General characteristics
- Type: Patrol boat
- Displacement: 93 long tons (94 t)
- Length: 103 ft (31 m)
- Beam: 16 ft (4.9 m)
- Draft: 5 ft (1.5 m)
- Speed: 12 knots (22 km/h; 14 mph)
- Complement: 14 officers and enlisted
- Armament: 2 × 3-pounder guns; 1 × machine gun;

= USS Augusta (SP-946) =

Patrol vessel of the United States Navy

The third USS Augusta (SP-946) was a luxuriously furnished, wooden-hulled steam yacht which served in the United States Navy as a patrol boat.

Designed by the naval architects Gielow and Orr, Augusta was built in 1912 by the Nelson Shipyard and Construction Co., of Harrisburg, Texas, for Camille G. Pillot (1861–1953), a prominent Houston merchant, one of the original stockholders of the Houston Chronicle newspaper and President of the Henke & Pillot chain of supermarkets headquartered in Houston, Texas

Augusta was acquired by the Navy under a free lease on 1 August 1917 and assigned the classification SP-946. She was commissioned on 11 August 1917, with Ensign Norman V. Pillot, USNRF, coincidentally the son of the original owner, in command.
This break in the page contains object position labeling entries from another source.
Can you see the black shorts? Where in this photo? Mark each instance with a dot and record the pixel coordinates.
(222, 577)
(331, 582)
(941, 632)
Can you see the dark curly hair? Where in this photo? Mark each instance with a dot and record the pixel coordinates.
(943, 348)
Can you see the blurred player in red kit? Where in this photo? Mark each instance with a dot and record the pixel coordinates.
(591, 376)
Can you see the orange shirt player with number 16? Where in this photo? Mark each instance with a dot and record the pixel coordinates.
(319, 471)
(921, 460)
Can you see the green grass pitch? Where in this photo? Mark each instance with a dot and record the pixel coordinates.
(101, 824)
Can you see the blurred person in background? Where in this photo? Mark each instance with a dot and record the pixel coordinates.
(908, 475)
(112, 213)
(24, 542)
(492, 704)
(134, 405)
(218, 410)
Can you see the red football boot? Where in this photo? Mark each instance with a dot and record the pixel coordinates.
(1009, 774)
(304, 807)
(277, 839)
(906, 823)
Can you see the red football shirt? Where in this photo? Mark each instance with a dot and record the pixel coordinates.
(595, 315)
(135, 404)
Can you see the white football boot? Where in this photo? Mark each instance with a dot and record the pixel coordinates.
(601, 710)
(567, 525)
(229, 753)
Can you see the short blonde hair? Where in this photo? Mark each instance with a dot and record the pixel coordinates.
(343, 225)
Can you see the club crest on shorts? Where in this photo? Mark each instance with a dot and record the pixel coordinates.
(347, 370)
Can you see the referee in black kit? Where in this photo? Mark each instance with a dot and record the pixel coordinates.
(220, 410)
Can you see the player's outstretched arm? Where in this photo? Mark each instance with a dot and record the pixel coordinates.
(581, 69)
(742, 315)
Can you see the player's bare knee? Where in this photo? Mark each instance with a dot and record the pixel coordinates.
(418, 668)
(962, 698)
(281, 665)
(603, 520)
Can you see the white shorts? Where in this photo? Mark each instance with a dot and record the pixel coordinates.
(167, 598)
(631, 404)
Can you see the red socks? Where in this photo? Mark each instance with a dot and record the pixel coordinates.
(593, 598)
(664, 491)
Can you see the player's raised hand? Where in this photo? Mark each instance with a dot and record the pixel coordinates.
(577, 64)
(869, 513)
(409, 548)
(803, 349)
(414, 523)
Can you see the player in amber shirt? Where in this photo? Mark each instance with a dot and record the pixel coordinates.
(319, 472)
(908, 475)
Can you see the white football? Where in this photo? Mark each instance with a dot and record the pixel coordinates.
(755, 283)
US Navy records indicate that the Augusta spent the duration of World War I on section patrol duties in the 8th Naval District, specifically operating out of Galveston, Texas, on harbor patrol, tracking the movements of shipping in that busy Gulf Coast port, and conducting routine training and drills, interspersed with the usual upkeep and maintenance.

Decommissioned on 12 December 1918, a month and a day after the armistice was signed, she was simultaneously returned to her owner.

Later re-engined, Augusta remained in the hands of Camille Pilot until his death at the age of 92, in 1953. Shortly thereafter, the name Augusta disappeared from the contemporary lists of American yachts.

The Augusta was moored at Palacios, Texas in the mid-1950s when damaged during a storm and sunk at the pier. The owner at that time declined to raise the hull and she was sold for salvage to Mr. Clyde Hammond. She was pumped out, interior furnishings were removed and the hull pulled up on the shore for final salvage. The shafts, propeller and other fittings were sold for scrap. The hull planking and deck house were salvaged for use in the construction of other vessels at the Palacios Shipyard.